Optimizing the Ethereum Execution Engine for Succinct Proofs with Valida

Morgan Thomas

Apr 23, 2025

Lita proposes an extension of the Valida ISA as a new Ethereum execution environment, to replace the Ethereum Virtual Machine (EVM). As a result of these efforts, executions should happen faster on Ethereum, while costing less to prove, and the implementation of Ethereum should be more straightforward to verify. As the ISA for the Ethereum execution environment, an extension of Valida would offer the same advantages as an extension of RISC-V, but also the advantage of faster, more efficient succinct proving of executions of smart contracts.

1. Context

Let “the Ethereum execution environment” mean the environment in which smart contracts execute. Currently, the Ethereum execution environment is synonymous with the Ethereum Virtual Machine (EVM). “The EVM” refers either to:

the EVM instruction set architecture (ISA), which is the binary code format that is directly executable by Ethereum, or
any software implementation of the EVM ISA.

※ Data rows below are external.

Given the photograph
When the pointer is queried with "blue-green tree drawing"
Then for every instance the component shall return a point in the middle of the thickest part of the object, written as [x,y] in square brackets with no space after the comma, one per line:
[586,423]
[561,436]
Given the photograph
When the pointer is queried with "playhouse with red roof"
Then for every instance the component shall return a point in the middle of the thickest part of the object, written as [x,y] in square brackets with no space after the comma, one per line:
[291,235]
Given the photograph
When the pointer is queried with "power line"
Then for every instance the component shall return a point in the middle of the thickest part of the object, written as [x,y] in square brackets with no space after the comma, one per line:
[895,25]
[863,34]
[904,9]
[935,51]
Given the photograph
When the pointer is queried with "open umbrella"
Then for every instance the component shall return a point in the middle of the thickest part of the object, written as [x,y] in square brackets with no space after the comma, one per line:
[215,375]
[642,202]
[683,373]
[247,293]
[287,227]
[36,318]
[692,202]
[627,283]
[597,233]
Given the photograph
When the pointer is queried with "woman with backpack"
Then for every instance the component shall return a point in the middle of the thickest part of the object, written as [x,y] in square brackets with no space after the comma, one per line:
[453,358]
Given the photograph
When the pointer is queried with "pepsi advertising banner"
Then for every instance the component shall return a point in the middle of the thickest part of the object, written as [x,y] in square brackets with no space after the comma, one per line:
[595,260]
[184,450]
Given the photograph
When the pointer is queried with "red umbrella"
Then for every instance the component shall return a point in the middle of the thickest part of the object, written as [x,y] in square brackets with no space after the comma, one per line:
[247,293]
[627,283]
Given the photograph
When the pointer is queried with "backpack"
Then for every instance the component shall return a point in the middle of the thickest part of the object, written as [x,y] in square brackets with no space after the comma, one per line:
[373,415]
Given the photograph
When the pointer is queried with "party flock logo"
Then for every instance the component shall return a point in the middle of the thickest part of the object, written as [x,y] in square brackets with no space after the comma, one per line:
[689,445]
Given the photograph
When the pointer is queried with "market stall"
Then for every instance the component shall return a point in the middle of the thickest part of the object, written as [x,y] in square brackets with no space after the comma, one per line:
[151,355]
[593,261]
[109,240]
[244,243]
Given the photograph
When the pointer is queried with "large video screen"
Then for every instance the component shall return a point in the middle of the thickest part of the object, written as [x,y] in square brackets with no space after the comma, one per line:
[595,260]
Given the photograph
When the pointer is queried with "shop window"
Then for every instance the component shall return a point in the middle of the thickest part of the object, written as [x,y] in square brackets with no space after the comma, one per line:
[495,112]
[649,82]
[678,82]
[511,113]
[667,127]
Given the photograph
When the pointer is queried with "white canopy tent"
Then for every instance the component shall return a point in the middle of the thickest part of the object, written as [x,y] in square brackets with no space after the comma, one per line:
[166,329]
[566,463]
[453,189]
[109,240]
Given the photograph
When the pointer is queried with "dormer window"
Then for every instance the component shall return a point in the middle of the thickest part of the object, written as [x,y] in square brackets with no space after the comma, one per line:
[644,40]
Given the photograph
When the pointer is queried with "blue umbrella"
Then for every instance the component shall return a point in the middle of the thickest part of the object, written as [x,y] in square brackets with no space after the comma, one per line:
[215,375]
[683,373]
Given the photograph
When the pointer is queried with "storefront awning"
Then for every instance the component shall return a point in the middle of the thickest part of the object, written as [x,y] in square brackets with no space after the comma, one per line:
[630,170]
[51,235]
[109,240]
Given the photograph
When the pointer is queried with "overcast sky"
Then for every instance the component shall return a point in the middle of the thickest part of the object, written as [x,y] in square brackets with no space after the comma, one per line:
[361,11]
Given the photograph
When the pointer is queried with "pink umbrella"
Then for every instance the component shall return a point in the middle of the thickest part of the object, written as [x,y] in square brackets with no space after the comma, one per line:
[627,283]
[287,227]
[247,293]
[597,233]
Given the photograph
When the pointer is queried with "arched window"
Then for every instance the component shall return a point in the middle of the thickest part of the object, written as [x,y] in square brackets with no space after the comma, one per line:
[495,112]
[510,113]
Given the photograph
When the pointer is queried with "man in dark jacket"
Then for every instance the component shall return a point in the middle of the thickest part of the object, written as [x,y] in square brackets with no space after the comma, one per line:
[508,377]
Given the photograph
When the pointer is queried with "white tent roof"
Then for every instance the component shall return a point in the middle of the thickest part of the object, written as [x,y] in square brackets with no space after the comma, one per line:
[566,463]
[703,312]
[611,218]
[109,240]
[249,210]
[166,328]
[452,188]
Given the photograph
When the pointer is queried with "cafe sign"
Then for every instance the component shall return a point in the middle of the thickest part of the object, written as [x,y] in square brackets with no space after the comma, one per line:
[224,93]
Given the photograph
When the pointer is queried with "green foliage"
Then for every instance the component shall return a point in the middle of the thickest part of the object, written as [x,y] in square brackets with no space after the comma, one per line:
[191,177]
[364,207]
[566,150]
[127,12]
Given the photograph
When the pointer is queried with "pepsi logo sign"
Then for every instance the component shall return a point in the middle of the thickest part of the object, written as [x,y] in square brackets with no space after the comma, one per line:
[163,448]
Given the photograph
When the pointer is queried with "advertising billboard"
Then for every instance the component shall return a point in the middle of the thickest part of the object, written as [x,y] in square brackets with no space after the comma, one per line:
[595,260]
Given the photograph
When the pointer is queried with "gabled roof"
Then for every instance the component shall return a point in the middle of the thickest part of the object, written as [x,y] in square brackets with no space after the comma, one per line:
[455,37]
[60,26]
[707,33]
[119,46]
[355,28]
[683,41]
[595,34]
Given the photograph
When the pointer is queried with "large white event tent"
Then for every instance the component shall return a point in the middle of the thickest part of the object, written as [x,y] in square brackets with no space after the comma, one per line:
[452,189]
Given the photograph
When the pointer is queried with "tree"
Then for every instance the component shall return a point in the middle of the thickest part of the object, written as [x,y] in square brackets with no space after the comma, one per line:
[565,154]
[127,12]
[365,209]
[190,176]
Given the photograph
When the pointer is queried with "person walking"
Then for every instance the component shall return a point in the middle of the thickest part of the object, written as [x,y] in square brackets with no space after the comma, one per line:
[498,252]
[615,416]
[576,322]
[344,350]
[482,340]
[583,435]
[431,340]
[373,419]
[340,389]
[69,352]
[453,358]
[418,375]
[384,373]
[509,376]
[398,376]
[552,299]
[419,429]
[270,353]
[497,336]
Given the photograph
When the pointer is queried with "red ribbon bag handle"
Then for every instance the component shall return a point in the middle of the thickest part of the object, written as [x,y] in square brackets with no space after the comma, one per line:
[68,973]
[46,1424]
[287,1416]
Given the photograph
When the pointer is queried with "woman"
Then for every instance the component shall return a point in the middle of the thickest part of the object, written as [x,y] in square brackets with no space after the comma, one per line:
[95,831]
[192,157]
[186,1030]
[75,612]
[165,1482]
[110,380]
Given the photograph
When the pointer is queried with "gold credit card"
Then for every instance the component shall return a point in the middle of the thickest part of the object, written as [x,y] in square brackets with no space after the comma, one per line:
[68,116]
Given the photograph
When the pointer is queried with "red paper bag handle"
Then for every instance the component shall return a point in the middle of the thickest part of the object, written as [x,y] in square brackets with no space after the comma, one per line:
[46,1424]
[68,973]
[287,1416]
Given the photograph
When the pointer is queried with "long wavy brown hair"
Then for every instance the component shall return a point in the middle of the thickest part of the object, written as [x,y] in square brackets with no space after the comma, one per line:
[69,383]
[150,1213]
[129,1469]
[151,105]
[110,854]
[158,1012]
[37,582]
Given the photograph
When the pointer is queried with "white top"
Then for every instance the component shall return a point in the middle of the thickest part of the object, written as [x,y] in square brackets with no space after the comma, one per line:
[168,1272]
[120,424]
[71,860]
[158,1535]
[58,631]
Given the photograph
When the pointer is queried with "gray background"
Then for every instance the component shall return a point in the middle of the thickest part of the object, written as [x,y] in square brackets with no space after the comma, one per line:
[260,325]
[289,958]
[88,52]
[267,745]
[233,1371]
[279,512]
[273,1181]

On 20 April, 2025, Vitalik Buterin proposed that the Ethereum execution environment should be decoupled from the EVM ISA, and redesigned based on the RISC-V ISA. Buterin writes:

"This post proposes a radical idea for the future of the Ethereum execution layer, one that is equally as ambitious as the beam chain effort is for the consensus layer. It aims to greatly improve the efficiency of the Ethereum execution layer, resolving one of the primary scaling bottlenecks, and can also greatly improve the execution layer’s simplicity - in fact, it is perhaps the only way to do so.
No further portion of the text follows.